Validate paraphrase quality by measuring semantic similarity (cosine distance in sentence embedding space) and lexical diversity (unique n-gram count). Target a semantic similarity of 0.85-0.95 — lower values indicate semantic drift, higher values indicate redundant paraphrases. Target a lexical diversity of ≥0.6 (60% unique bigrams) to ensure the model sees varied syntax. The Open X-Embodiment dataset reports a lexical diversity of 0.72 across 1 million instructions, with semantic similarity of 0.89[2].
Validate Language-Action Alignment
Misaligned language-action pairs degrade model performance more than missing annotations. A 'pick up the apple' instruction paired with a 'put down the cup' trajectory will teach the model incorrect associations. Validate alignment using three methods: temporal overlap analysis, semantic consistency checks, and human review.
Temporal overlap analysis verifies that instruction timestamps fall within the corresponding action window. For each instruction, extract the robot's end-effector trajectory from the timestamp to the next instruction or episode end. Compute the trajectory's bounding box and check that it intersects the mentioned object's bounding box (from object detection). If the instruction is 'pick up the red block' but the gripper never enters the red block's vicinity, flag the pair for review. DROID used this method to filter 8% of demonstrations where concurrent narration was misaligned due to operator delays[4].

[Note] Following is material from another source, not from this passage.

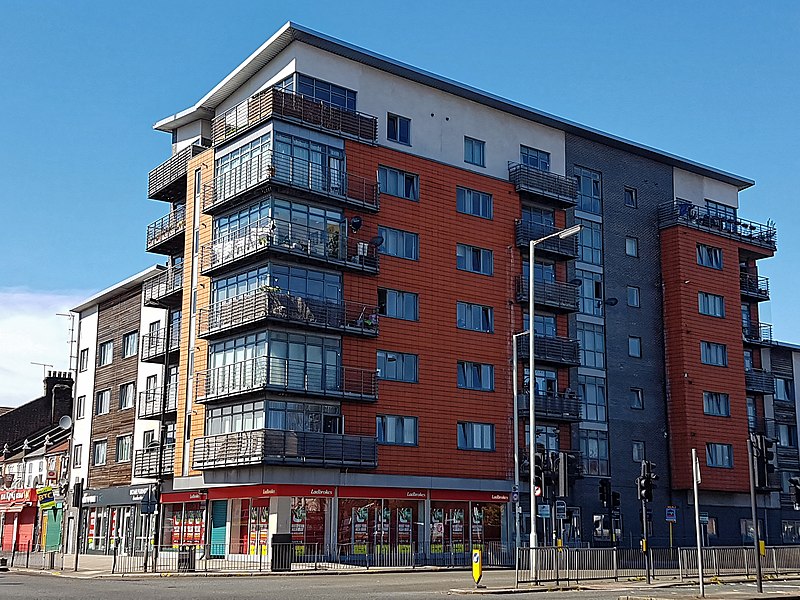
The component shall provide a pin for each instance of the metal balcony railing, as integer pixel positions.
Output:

Semantic consistency checks use vision-language models to verify that the instruction matches the visual scene. For each instruction-frame pair, prompt a VLM like CLIP or OpenVLA with 'Is the robot performing this action: {instruction}?' and threshold the confidence score. RT-2 used this approach during data curation, rejecting 15% of instruction-frame pairs where CLIP similarity was below 0.7[3]. This method catches semantic drift (instruction says 'red block' but video shows blue block) but misses temporal misalignment (instruction is correct but 5 seconds early).
Human review remains the gold standard. Sample 5-10% of demonstrations, show annotators the video plus instruction, and ask 'Does this instruction accurately describe what the robot is doing?' BridgeData V2 used this protocol with 3 annotators per sample, achieving 92% inter-annotator agreement[8]. Flag demonstrations where ≥2 annotators disagree for re-annotation or removal. Budget 2-3 hours of review time per 100 demonstrations.

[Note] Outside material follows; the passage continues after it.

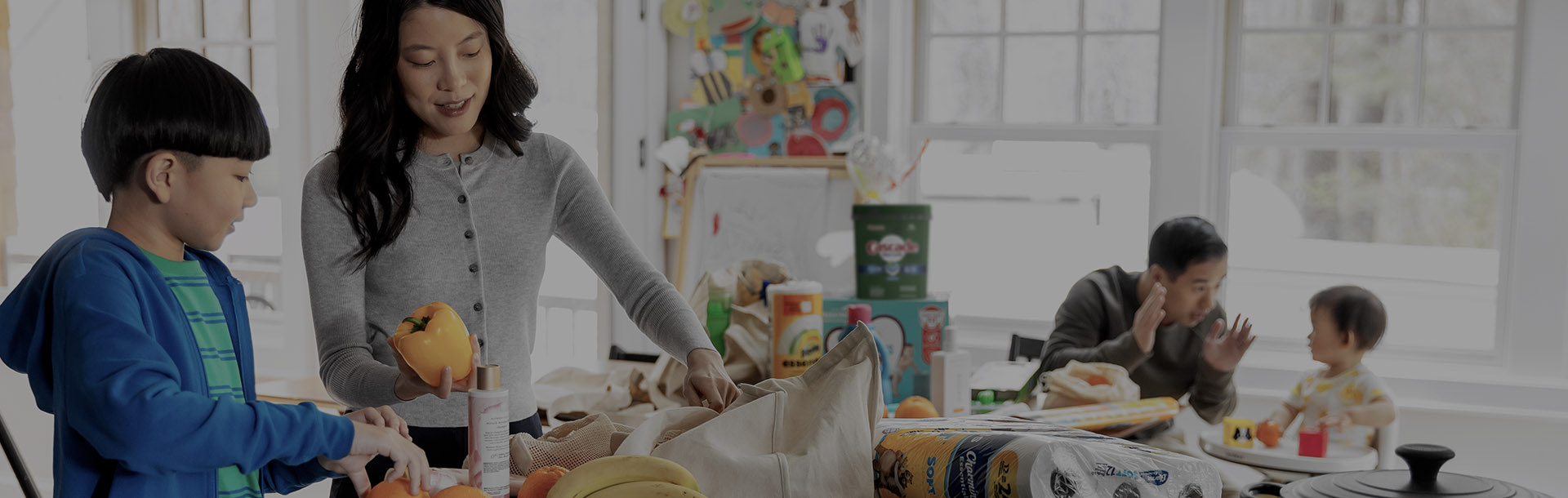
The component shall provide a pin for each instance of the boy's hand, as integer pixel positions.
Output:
(375, 440)
(410, 385)
(1148, 318)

Format for VLA Training and Generate Splits
VLA training frameworks expect specific data formats. LeRobot uses a columnar Parquet schema with separate files for metadata, episodes, and frames[11]. RLDS (Reinforcement Learning Datasets) uses TFRecord files with nested protocol buffers for observations, actions, and language[12]. Open X-Embodiment defines a common schema that both frameworks can ingest, with fields for `observation/image`, `observation/state`, `action`, `language_instruction`, and `language_embedding`[2].

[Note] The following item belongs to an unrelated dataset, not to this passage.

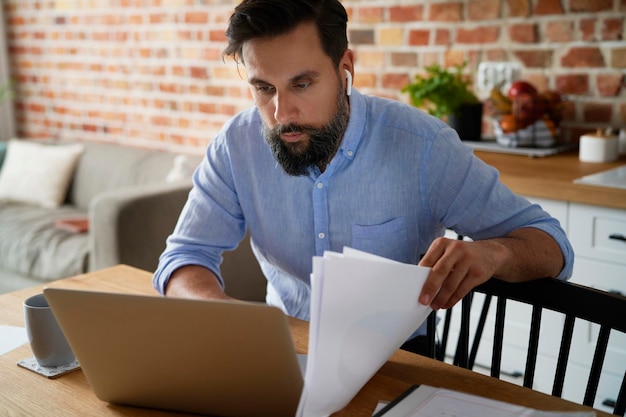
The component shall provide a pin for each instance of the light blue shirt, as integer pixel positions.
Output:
(399, 179)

For each demonstration, store the full instruction at the episode level and optional step-level instructions at the frame level. If your dataset includes paraphrases, store all paraphrases in a list field and sample one at random during training — this prevents the model from memorizing a single phrasing. Precompute language embeddings using the same encoder your VLA will use (e.g., T5-Base for RT-2, SigLIP for OpenVLA) and store them alongside raw text. This reduces training-time compute by 30-40% for large datasets.
Generate train/val/test splits that preserve task diversity. A naive random split will leak similar demonstrations across splits, inflating validation metrics. Instead, split by task instance (if you have 100 'pick up apple' demonstrations, put 80 in train, 10 in val, 10 in test) or by environment (if you collected data in 10 kitchens, use 8 for train, 1 for val, 1 for test). DROID uses an environment-based split, ensuring the test set contains unseen backgrounds, lighting, and object arrangements[4]. Target an 80/10/10 split for datasets with ≥10,000 demonstrations, or 70/15/15 for smaller datasets where validation signal is noisier.
Storage Formats and Compression for Multi-Modal Data
Language-conditioned datasets are storage-intensive. A 10,000-episode dataset with 3 RGB cameras, 1 depth stream, and 100 Hz proprioception generates 2-5 TB uncompressed. Choose formats that balance compression ratio, random access speed, and ecosystem compatibility.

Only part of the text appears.